Many of you are no doubt well familiar with the tremendous resource, the Internet Archive housed at
Archive.org. The Archive exists for the same reason as any other - to preserve information from the past and present for future generations. The web by its very nature is a fickle and transitory medium, with no centralized way to perserve aging or obselete websites and webcontent. The Internet Archives
wants to change that:
Libraries exist to preserve society’s cultural artifacts and to provide access to them. If libraries are to continue to foster education and scholarship in this era of digital technology, it’s essential for them to extend those functions into the digital world...
...[W]ithout cultural artifacts, civilization has no memory and no mechanism to learn from its successes and failures. And paradoxically, with the explosion of the Internet, we live in what Danny Hillis has referred to as our "digital dark age."
The Internet Archive is working to prevent the Internet — a new medium with major historical significance — and other "born-digital" materials from disappearing into the past. Collaborating with institutions including the Library of Congress and the Smithsonian, we are working to preserve a record for generations to come.
Open and free access to literature and other writings has long been considered essential to education and to the maintenance of an open society. Public and philanthropic enterprises have supported it through the ages. The Internet Archive is opening its collections to researchers, historians, and scholars... [and]...we are hopeful about the development of tools and methods that will give the general public easy and meaningful access to our collective history.

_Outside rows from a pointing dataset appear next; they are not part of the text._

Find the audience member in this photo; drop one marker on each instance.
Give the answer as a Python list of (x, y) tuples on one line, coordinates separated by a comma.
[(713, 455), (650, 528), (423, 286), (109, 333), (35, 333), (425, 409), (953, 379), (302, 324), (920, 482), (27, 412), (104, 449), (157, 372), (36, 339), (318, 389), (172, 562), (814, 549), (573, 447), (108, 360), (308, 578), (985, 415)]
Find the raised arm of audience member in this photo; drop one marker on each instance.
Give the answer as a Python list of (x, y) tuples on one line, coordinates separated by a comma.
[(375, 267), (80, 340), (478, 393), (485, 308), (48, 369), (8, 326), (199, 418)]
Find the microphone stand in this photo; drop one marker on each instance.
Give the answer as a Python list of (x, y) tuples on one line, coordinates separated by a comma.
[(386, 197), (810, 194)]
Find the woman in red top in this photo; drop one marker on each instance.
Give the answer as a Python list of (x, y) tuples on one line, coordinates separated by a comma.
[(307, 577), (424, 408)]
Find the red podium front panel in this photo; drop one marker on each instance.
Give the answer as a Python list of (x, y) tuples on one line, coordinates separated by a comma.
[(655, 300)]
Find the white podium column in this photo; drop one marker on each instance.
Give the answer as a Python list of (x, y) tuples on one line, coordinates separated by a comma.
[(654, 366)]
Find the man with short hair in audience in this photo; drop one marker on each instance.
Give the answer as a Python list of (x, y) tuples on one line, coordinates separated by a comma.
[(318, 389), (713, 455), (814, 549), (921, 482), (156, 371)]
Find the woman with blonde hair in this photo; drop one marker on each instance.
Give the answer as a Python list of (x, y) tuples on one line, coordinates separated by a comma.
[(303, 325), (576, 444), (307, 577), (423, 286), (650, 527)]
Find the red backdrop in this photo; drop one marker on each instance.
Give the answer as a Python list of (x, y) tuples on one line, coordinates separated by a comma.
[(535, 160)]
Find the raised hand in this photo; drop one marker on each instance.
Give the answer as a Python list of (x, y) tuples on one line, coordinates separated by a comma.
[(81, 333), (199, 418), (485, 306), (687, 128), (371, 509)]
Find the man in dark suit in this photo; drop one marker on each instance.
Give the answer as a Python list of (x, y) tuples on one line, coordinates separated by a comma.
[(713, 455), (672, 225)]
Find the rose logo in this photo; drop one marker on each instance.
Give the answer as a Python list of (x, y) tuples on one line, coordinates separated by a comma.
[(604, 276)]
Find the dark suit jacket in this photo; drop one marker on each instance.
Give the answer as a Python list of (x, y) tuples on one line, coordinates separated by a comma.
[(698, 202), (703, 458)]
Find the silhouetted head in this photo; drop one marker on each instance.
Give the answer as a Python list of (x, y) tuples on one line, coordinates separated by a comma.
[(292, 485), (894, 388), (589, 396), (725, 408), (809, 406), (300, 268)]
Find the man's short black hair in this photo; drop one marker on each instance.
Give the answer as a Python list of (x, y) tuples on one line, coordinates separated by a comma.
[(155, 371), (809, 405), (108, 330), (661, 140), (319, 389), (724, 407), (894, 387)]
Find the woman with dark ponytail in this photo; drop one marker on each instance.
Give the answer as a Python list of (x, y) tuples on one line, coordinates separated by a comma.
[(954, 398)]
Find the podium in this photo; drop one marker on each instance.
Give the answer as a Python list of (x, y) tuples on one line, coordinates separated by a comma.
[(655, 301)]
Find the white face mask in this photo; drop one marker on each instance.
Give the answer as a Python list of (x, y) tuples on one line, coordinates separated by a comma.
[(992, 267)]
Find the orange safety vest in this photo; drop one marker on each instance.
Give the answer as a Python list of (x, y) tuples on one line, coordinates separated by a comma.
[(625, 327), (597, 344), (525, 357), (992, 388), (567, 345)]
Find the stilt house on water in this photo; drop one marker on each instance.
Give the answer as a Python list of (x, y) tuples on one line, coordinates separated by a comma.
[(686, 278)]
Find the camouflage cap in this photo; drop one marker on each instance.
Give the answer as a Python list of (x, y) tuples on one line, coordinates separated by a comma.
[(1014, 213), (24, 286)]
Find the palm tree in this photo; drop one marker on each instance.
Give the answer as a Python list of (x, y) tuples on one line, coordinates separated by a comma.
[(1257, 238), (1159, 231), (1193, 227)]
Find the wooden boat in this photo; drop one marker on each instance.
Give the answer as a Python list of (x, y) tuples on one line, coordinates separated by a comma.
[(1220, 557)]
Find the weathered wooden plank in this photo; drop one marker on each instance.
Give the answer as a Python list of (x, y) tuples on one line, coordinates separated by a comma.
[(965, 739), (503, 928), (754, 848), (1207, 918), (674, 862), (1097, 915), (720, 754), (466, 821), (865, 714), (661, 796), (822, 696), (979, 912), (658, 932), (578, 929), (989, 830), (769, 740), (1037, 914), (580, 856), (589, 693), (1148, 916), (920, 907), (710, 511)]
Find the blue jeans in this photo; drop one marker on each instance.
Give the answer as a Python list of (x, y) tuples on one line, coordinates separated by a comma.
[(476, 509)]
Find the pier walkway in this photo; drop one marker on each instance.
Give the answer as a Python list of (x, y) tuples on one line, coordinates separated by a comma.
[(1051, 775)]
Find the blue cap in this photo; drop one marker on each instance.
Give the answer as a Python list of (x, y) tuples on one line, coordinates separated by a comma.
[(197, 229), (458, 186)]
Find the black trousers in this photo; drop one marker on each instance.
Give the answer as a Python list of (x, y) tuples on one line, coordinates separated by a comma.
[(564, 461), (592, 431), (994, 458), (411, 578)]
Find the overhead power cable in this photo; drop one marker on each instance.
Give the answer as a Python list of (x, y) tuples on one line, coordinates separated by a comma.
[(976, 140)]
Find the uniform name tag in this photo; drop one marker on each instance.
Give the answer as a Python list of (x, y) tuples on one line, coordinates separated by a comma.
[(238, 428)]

One of the central elements of the Internet Archive's preservation effort is the regular review and storage of pages from around the web - accessible through what they call
The Wayback Machine. Over time a variety of versions of a website are maintained and a user can search through the archive to review, say, what I.B.M.'s website looked like in January 1998 alongside the current incarnation. Here is the
current homepage for
Daily Caveat parent firm
Caveat Research and here is the
internet archive of our
original hompage.
You can take a look at your own company's web history, via The Wayback Machine,
via this link.
It is the use (and alleged mis-use) of this tool that has landed Pennsylvania law firm
Harding, Earley, Follmer & Frailey in potentially hot water. Via law.com:
In the suit, Healthcare Advocates Inc. v. Harding Earley Follmer & Frailey, et al., the plaintiff claims that during the discovery phase of a prior lawsuit, employees of the law firm violated the Digital Millennium Copyright Act and the Computer Fraud and Abuse Act.
Plaintiff's attorneys Peter J. Boyer and Scott S. Christie of McCarter & English allege in the suit that employees of Harding Earley were aware that the archives of Healthcare Advocates' Web site were blocked, but "successfully hack[ed]" into the system and "finally managed to successfully circumvent the security."

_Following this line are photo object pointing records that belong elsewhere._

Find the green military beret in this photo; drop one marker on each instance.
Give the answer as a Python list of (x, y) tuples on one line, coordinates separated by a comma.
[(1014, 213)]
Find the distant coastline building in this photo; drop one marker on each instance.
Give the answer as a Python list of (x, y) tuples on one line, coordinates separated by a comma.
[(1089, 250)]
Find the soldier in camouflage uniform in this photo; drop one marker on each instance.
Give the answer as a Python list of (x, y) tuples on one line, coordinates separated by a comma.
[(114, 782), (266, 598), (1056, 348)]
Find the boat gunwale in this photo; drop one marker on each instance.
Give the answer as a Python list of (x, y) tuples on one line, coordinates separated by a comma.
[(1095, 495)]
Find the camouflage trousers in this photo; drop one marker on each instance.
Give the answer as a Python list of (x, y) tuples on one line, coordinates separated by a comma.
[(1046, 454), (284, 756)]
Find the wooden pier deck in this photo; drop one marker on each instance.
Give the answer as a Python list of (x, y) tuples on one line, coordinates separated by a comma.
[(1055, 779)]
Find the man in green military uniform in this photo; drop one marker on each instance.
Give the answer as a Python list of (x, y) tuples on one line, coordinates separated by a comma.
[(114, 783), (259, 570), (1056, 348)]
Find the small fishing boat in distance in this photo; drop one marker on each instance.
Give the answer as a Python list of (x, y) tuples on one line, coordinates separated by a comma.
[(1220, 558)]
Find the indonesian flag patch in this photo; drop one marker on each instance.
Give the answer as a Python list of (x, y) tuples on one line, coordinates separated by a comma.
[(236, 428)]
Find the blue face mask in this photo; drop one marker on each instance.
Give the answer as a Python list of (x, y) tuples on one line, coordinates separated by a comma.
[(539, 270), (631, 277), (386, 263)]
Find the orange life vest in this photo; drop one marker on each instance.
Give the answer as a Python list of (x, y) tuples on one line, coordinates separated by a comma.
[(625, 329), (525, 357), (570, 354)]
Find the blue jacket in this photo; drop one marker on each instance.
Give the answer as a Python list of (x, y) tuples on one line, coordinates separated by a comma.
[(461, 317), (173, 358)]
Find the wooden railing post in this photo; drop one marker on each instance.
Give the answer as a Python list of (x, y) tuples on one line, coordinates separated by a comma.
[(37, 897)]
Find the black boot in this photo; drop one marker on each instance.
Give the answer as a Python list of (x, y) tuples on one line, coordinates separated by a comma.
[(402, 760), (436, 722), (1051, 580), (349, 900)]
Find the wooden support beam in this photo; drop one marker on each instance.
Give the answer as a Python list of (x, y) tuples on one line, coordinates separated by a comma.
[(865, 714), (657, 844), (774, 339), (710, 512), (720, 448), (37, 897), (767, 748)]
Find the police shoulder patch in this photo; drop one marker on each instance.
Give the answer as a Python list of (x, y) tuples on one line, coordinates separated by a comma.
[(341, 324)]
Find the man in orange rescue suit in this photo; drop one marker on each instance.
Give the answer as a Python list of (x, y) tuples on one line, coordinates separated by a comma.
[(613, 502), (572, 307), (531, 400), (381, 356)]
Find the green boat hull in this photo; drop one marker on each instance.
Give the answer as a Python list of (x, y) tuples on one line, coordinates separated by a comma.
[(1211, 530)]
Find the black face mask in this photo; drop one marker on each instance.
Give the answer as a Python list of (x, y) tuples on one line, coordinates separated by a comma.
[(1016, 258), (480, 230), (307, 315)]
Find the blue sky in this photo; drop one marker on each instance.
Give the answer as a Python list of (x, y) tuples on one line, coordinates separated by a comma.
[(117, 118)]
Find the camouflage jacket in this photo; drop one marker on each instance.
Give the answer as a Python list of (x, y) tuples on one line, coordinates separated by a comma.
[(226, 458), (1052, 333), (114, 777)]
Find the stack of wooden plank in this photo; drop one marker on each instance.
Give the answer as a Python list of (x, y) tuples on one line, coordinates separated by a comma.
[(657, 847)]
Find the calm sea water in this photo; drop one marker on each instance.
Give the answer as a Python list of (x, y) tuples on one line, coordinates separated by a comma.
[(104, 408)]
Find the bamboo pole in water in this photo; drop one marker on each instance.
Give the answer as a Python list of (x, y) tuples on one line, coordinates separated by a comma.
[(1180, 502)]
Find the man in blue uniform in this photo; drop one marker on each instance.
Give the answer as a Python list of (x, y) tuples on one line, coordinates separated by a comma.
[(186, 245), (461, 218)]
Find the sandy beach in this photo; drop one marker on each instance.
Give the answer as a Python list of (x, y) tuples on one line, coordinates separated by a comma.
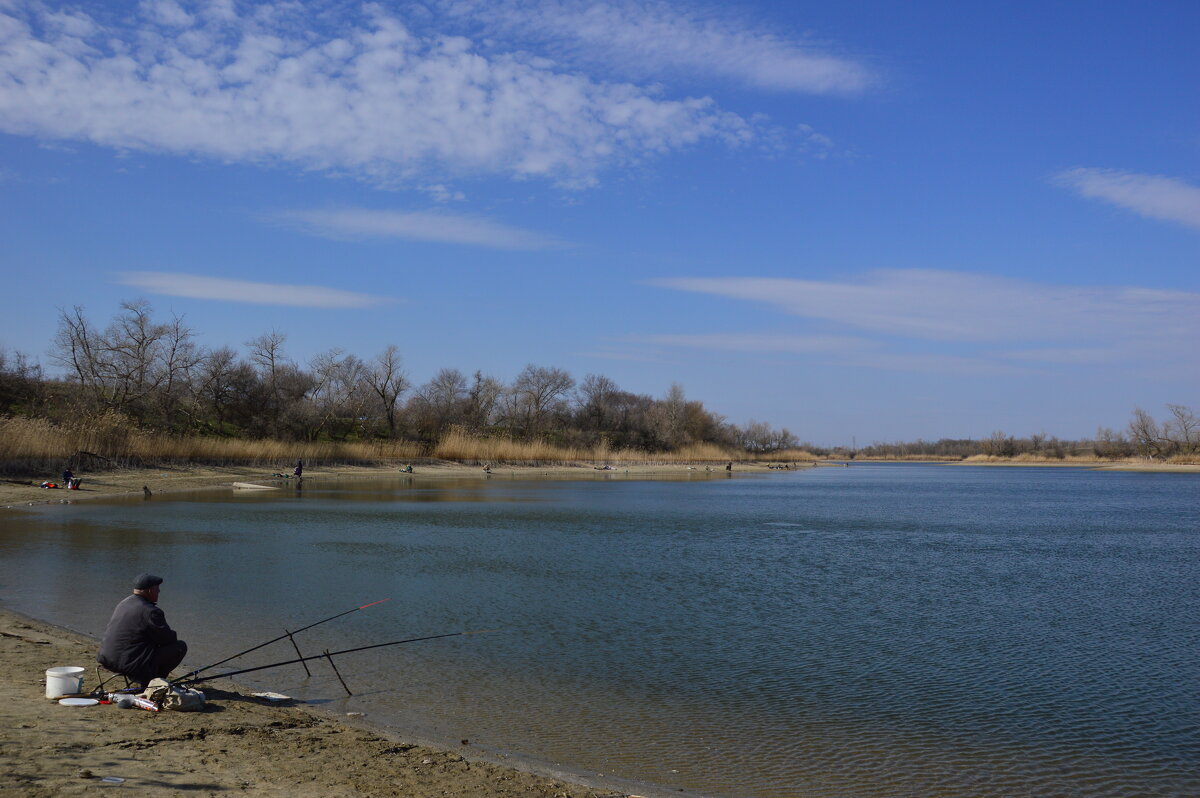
[(166, 479), (16, 491), (238, 744)]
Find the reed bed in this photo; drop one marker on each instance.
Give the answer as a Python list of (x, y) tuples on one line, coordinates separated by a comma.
[(462, 447), (108, 441)]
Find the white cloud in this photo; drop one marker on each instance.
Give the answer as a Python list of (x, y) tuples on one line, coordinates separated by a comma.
[(961, 323), (1153, 196), (415, 226), (648, 39), (244, 291), (328, 88), (935, 305), (759, 342)]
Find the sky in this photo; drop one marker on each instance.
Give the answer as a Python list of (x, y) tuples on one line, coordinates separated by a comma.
[(861, 220)]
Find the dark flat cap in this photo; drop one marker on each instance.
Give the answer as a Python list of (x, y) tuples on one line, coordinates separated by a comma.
[(147, 581)]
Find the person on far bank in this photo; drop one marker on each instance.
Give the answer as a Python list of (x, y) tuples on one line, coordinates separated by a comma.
[(138, 643)]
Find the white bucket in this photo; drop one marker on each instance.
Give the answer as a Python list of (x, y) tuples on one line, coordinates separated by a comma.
[(64, 681)]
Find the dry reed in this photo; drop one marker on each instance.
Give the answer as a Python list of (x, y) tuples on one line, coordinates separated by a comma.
[(109, 439)]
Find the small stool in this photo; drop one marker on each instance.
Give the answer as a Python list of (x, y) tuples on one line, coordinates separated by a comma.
[(101, 671)]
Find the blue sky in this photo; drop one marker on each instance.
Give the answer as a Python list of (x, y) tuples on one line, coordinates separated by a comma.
[(864, 220)]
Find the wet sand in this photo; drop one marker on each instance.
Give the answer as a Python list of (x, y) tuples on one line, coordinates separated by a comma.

Also named as a defendant in the suit is Internet Archive, a nonprofit organization in San Francisco that, according to the suit, was "founded to build an 'Internet library' with the purpose of offering researchers, historians, and scholars permanent access to historical collections that exist in digital format."

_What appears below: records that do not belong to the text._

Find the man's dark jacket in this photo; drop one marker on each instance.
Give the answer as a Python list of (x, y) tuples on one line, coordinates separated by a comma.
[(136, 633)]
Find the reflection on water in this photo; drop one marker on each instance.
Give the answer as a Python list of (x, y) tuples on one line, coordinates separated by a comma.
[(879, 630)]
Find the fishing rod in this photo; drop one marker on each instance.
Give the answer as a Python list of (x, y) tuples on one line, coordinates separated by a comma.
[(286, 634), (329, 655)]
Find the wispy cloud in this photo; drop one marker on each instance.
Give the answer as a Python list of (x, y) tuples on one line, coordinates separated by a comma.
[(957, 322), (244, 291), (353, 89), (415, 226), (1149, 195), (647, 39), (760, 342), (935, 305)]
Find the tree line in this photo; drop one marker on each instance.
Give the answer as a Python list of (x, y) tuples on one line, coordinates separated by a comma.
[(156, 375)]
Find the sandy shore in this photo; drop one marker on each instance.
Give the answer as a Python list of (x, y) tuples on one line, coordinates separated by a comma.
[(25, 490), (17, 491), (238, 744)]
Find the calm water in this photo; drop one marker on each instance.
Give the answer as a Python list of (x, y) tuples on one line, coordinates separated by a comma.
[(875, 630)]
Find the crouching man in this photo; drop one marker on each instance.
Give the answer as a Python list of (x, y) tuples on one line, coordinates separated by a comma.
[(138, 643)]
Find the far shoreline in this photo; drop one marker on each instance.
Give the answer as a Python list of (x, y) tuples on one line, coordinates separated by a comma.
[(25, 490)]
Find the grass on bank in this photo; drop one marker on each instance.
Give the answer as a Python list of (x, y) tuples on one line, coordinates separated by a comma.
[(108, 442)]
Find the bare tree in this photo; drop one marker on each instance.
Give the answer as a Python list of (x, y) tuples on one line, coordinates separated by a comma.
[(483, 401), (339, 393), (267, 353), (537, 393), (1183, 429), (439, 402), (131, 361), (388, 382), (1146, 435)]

The suit alleges that Internet Archive had agreed to block public access to the archived historical content of Healthcare Advocates, but "failed to perform its duty." In the 12-count complaint, the law firm is also accused of copyright infringement, civil conspiracy, trespass to chattels, trespass for conversion and intrusion upon seclusion. Internet Archive is being sued for breach of contract, promissory estoppel, breach of fiduciary duty, negligent dispossession and negligent misrepresentation.
In an interview Tuesday, plaintiff's attorney Christie -- a former federal prosecutor in the District of New Jersey where he headed the computer hacking and intellectual property section -- said the case is about the right of Web site owners to protect their copyrighted material by insisting that archive sites block access.
As for the law firm he sued, Christie said their actions were "antithetical to the way lawyers are expected to conduct themselves," and that, as specialists in the area of intellectual property, "they should have known better." In the opening paragraphs of the suit, the plaintiff's lawyers contend there were "at least 92 separate acts of unauthorized electronic access" of Healthcare Advocates' Web archives committed by "partners, associates, legal assistants and other employees of [the] Harding Earley law firm."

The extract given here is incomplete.